Four current examples

1) Amazon Prime Video (UK) - Prime fee + ads unless you pay again

  • From 5 February 2024, Prime Video added ads for UK Prime members. Removing them costs an extra £2.99 per month on top of Prime. Amazon framed this as funding ongoing content investment.
  • Adoption of the default ad tier is very high. Barb’s UK panel shows c.87% of Prime Video homes on the ad tier in Q1–Q2 2025. In Q2 2025 that equated to about 12.0m UK homes.
     

Interpretation. Customers pay for Prime but still get ads unless they pay more. This is a clear, deliberate double-monetisation design.

2) Spotify – Premium fee + podcast advertising

  • Spotify confirms Premium removes ads from music, but podcasts can still include ads (host-read, third-party or dynamically inserted) for Premium users. This is by design and part of Spotify’s monetisation for creators and Spotify’s ad marketplace.
  • Scale and money: Q2 2025 Premium subscribers were 276m, MAUs 696m; Spotify’s Q2 2025 ad-supported revenue was €453m, reflecting growth across music and podcast ads.
     

Interpretation. Even paying subscribers can generate advertising revenue via podcasts. Spotify captures subscription ARPU and ad spend in the same session.

3) X (Twitter) – subscription tiers that still show ads unless you buy the top tier

  • X sells “Premium” and “Premium+”. Only Premium+ is largely ad-free across core timelines; even then X states subscribers may still see occasional sponsored content. In February 2025, X increased Premium+ prices (including in the UK).
     

Interpretation. Most paying subscribers still see ads unless they pay for the most expensive tier. That’s a stacked monetisation ladder rather than a clean swap of ads for fees.

4) Meta – two separate paid products: “Meta Verified” (still with ads) and a new “no-ads” fee

  • Meta Verified (blue tick, support, impersonation protection) is a paid subscription that does not remove ads. UK pricing has been around £9.99–£11.99 per month per platform.
  • Ad-free option (UK, 2025): Meta is rolling out a separate subscription that removes ads on Facebook/Instagram for £2.99/month on the web or £3.99/month on iOS/Android for one account. Users choosing the paid ad-free plan will not see ads and their data won’t be used for advertising.
     

Interpretation. A user can pay Meta (for Verified) and still be monetised by ads unless they pay again for the distinct “no-ads” plan.

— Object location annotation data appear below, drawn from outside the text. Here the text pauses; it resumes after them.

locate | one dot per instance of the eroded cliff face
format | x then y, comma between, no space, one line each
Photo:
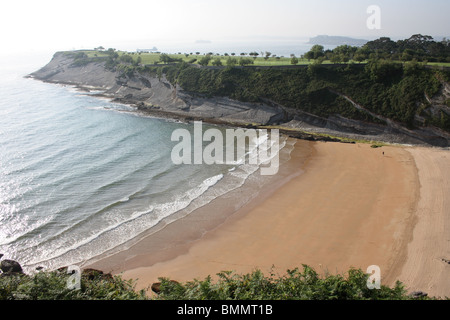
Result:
155,94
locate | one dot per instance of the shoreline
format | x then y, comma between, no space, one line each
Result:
159,242
358,208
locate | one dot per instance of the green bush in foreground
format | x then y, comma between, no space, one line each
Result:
295,285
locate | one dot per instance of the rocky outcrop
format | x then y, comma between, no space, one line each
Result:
156,95
10,266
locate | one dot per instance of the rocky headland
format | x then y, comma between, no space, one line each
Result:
155,94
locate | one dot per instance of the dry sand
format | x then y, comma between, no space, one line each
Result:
426,266
351,207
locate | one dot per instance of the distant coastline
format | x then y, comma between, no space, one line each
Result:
336,41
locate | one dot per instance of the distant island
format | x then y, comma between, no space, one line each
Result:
336,41
383,91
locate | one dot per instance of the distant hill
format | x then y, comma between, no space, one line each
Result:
336,41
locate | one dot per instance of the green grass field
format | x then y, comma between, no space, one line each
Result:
152,58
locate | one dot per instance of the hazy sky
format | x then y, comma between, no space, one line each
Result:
61,25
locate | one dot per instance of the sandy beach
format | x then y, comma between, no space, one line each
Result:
343,206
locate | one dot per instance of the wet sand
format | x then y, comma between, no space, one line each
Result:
342,206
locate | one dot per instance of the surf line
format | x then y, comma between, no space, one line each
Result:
263,147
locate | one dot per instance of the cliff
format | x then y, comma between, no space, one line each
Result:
154,94
320,100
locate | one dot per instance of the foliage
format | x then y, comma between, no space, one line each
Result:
388,89
295,285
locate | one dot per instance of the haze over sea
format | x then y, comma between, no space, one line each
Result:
80,175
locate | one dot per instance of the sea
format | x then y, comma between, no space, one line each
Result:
81,175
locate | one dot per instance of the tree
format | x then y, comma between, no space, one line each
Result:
217,62
231,62
205,60
245,61
316,51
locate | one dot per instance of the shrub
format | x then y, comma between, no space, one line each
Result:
295,285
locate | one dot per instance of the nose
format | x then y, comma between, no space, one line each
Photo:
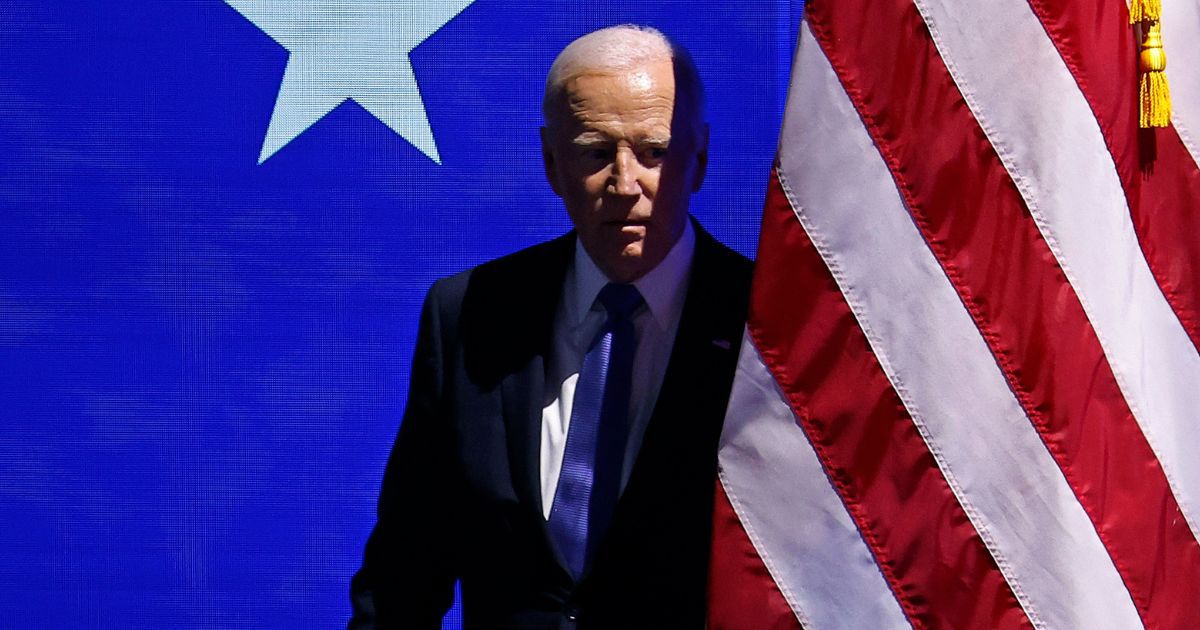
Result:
625,172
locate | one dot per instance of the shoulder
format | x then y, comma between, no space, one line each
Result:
717,263
508,280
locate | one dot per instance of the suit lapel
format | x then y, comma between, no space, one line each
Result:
523,334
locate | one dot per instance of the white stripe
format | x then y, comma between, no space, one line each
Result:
940,365
1181,42
1036,117
792,514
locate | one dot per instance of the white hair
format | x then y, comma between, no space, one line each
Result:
616,48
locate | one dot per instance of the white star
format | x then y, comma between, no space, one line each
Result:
349,49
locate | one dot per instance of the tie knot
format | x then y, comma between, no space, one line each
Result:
621,300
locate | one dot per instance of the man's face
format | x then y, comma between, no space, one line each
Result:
625,165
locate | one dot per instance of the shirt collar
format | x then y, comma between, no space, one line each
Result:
664,287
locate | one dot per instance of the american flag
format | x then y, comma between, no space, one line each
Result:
970,389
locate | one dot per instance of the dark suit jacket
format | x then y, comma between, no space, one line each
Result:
461,496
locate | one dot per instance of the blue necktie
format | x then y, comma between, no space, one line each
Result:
589,483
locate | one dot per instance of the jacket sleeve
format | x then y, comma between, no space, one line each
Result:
411,563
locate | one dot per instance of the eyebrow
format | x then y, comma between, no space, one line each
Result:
594,139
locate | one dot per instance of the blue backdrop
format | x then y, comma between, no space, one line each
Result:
203,359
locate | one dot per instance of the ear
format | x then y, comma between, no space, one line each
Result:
547,160
701,159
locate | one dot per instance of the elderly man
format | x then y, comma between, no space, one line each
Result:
558,453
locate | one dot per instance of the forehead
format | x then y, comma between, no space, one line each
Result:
645,93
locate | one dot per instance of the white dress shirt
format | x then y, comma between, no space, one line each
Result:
579,319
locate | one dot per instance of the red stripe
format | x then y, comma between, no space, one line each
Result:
1098,46
927,549
742,595
976,223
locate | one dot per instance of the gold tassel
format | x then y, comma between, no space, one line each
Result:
1153,93
1145,11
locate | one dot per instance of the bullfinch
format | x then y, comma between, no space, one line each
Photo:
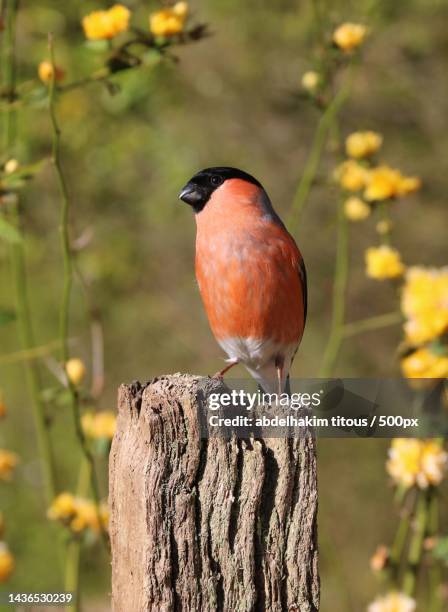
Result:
250,273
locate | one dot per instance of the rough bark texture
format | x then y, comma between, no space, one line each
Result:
207,525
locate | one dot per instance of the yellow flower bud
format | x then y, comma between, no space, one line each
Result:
45,71
99,425
349,36
383,262
104,25
310,80
379,558
363,144
423,363
7,563
181,9
169,21
356,209
416,462
8,462
424,303
383,227
76,370
11,166
393,602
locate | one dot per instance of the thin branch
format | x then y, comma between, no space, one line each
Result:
312,164
20,280
339,291
68,281
371,324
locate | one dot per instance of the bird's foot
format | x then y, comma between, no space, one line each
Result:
220,375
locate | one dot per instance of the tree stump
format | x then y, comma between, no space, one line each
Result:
207,524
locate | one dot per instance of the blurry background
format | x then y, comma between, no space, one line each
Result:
232,100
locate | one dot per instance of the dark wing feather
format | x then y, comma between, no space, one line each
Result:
302,273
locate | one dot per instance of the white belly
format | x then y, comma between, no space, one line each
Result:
258,356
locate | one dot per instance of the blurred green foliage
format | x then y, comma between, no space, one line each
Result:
231,100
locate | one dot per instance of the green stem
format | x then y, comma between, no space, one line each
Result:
67,286
371,324
312,164
339,291
406,499
19,273
72,573
416,544
10,71
72,563
435,574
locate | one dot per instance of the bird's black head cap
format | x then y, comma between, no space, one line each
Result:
200,187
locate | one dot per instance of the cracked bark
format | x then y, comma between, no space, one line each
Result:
207,525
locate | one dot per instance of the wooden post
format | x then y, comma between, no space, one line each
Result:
204,525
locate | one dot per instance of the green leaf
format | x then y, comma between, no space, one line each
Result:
6,316
8,232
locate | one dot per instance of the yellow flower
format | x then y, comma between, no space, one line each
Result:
169,21
424,303
11,166
356,209
7,563
103,25
349,36
383,227
385,182
76,370
393,602
78,513
45,71
63,507
416,462
351,175
99,425
383,262
408,184
363,144
379,559
310,80
423,363
87,516
8,462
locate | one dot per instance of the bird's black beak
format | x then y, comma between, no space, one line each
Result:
191,195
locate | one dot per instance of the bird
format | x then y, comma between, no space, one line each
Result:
250,272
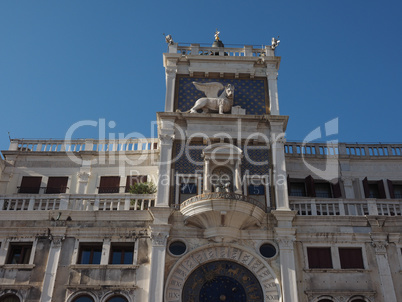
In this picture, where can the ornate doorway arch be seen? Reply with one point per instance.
(221, 273)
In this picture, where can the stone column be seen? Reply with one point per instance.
(387, 286)
(285, 237)
(51, 269)
(162, 199)
(279, 170)
(238, 177)
(159, 235)
(170, 84)
(272, 76)
(348, 185)
(207, 175)
(83, 179)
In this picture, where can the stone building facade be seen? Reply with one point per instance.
(239, 213)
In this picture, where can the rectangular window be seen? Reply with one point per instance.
(30, 184)
(109, 184)
(398, 191)
(319, 257)
(19, 253)
(256, 190)
(90, 253)
(135, 179)
(122, 253)
(323, 190)
(351, 258)
(297, 189)
(56, 185)
(187, 190)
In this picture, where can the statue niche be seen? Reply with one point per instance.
(222, 103)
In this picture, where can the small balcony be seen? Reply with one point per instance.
(223, 214)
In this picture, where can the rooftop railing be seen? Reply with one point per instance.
(345, 207)
(222, 195)
(26, 145)
(342, 150)
(73, 202)
(246, 51)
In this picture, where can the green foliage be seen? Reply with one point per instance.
(143, 188)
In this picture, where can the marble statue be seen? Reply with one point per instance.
(222, 103)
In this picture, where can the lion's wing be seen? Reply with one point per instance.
(211, 90)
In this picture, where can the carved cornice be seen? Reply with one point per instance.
(83, 176)
(166, 139)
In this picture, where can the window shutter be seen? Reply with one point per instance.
(30, 184)
(336, 190)
(366, 188)
(381, 189)
(319, 257)
(56, 185)
(109, 184)
(310, 186)
(135, 179)
(351, 258)
(391, 188)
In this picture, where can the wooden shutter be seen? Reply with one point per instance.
(310, 186)
(30, 184)
(135, 179)
(336, 190)
(351, 258)
(366, 188)
(381, 189)
(109, 184)
(391, 188)
(319, 257)
(56, 185)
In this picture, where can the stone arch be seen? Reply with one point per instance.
(234, 253)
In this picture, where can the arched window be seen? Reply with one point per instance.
(9, 298)
(117, 299)
(83, 298)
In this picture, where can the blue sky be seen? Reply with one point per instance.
(66, 61)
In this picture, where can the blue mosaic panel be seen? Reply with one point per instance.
(255, 160)
(249, 93)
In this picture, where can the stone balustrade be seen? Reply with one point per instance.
(342, 150)
(222, 195)
(345, 207)
(246, 51)
(118, 145)
(74, 202)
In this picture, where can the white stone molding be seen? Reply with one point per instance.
(166, 139)
(236, 253)
(83, 176)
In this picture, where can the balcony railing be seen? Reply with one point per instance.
(345, 207)
(73, 202)
(343, 150)
(118, 145)
(223, 195)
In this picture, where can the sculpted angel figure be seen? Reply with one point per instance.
(222, 103)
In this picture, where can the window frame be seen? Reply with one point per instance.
(91, 245)
(184, 179)
(336, 263)
(109, 190)
(126, 246)
(7, 245)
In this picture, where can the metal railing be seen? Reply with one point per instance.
(118, 145)
(345, 207)
(343, 150)
(76, 202)
(222, 195)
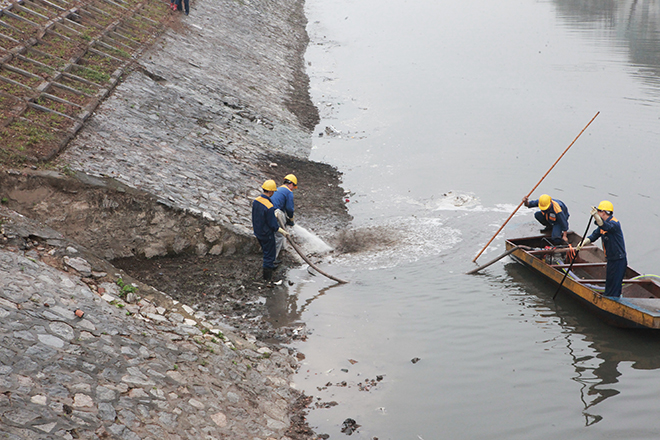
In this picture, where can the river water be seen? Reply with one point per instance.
(442, 116)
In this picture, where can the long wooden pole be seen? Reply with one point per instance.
(586, 231)
(536, 186)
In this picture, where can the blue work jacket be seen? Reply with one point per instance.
(283, 200)
(557, 213)
(264, 222)
(612, 236)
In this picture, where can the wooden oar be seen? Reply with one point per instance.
(574, 258)
(510, 251)
(530, 193)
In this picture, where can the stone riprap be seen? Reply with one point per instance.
(116, 369)
(194, 126)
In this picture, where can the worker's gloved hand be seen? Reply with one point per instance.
(598, 219)
(584, 242)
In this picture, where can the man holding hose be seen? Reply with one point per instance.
(283, 202)
(265, 225)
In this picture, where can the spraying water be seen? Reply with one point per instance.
(310, 241)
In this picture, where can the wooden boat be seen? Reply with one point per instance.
(639, 305)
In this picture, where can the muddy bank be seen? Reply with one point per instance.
(155, 191)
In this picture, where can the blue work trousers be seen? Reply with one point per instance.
(616, 270)
(269, 248)
(186, 5)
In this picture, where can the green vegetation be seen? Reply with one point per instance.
(35, 135)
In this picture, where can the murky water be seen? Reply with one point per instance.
(442, 115)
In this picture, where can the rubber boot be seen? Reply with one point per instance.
(268, 274)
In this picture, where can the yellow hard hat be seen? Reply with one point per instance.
(544, 202)
(269, 185)
(291, 178)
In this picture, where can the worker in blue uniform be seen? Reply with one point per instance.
(553, 215)
(265, 225)
(284, 209)
(609, 231)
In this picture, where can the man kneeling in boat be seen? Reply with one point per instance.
(553, 215)
(609, 230)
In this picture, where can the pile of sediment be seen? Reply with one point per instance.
(166, 166)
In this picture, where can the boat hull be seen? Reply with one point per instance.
(638, 312)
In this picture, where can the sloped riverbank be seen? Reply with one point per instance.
(142, 224)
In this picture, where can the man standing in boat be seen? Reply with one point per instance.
(553, 215)
(609, 230)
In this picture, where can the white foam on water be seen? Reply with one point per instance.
(310, 241)
(417, 238)
(450, 201)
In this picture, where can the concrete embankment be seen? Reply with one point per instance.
(167, 165)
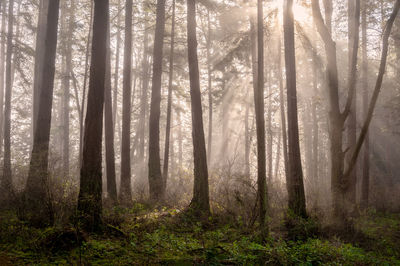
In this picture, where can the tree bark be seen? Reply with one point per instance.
(125, 189)
(364, 80)
(39, 54)
(109, 127)
(377, 89)
(200, 201)
(294, 181)
(66, 85)
(156, 187)
(353, 37)
(81, 115)
(282, 110)
(37, 197)
(2, 68)
(260, 123)
(169, 104)
(116, 74)
(7, 179)
(89, 201)
(210, 100)
(143, 101)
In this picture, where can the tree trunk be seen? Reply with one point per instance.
(269, 130)
(7, 181)
(89, 201)
(365, 164)
(143, 101)
(352, 118)
(125, 189)
(66, 85)
(109, 127)
(39, 57)
(294, 181)
(155, 176)
(2, 68)
(200, 201)
(315, 134)
(210, 100)
(81, 125)
(169, 104)
(260, 123)
(282, 110)
(37, 187)
(116, 74)
(377, 89)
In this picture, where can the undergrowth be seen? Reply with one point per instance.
(168, 236)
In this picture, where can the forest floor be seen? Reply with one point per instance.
(141, 236)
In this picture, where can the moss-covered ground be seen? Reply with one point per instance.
(137, 236)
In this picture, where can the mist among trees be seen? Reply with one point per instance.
(199, 132)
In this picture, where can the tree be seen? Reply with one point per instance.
(143, 98)
(89, 201)
(210, 100)
(155, 178)
(337, 118)
(377, 89)
(67, 65)
(125, 190)
(37, 198)
(260, 123)
(109, 127)
(39, 54)
(364, 80)
(282, 110)
(6, 184)
(200, 201)
(169, 103)
(81, 125)
(294, 182)
(353, 37)
(2, 68)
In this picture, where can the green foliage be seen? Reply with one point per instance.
(168, 236)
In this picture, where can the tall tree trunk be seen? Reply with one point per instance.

Related but different: YouTube combines giant ad revenue with a large paid base

  • YouTube Music and Premium surpassed 100m subscribers by Feb 2024. Q2 2025 YouTube ad revenue was about $9.8bn for the quarter. Premium generally removes platform ads, but creators’ native sponsorships remain.
     

Interpretation. YouTube runs parallel ad and subscription businesses at scale. It’s less a per-user double dip (for Premium users) and more a portfolio double engine across the user base.

Consumer impact

  • Higher effective price over time as “ad-free” becomes a paid add-on, not the default.
  • More complex choices and confusion about which payments actually remove ads.
  • Ad load creep, especially in podcasts and video where dynamic insertion can expand inventory.

Business impact

  • ARPU uplift without headline price rises.
  • Better revenue resilience across cycles.
  • Regulatory scrutiny where “pay-or-consent” affects data use and competition.

How to spot a double-dip design

  • You pay for a subscription but still see ads in parts of the product.
  • The ad-free experience sits behind a second, higher-priced tier.
  • “Status” or “support” subscriptions exist alongside a separate “no-ads” fee.
  • Platform statements specify “ad-free music” only, or “most areas” ad-free, leaving room for ads elsewhere.

Bottom line

  • The most unambiguous UK example is Amazon Prime Video: Prime fee plus ads unless you pay a further £2.99 per month.
  • Spotify monetises Premium users with podcast ads while charging the subscription - by design, and at scale.
  • X and Meta use layered subscriptions where ad-removal is either partial, only at a top tier, or sold as a separate product.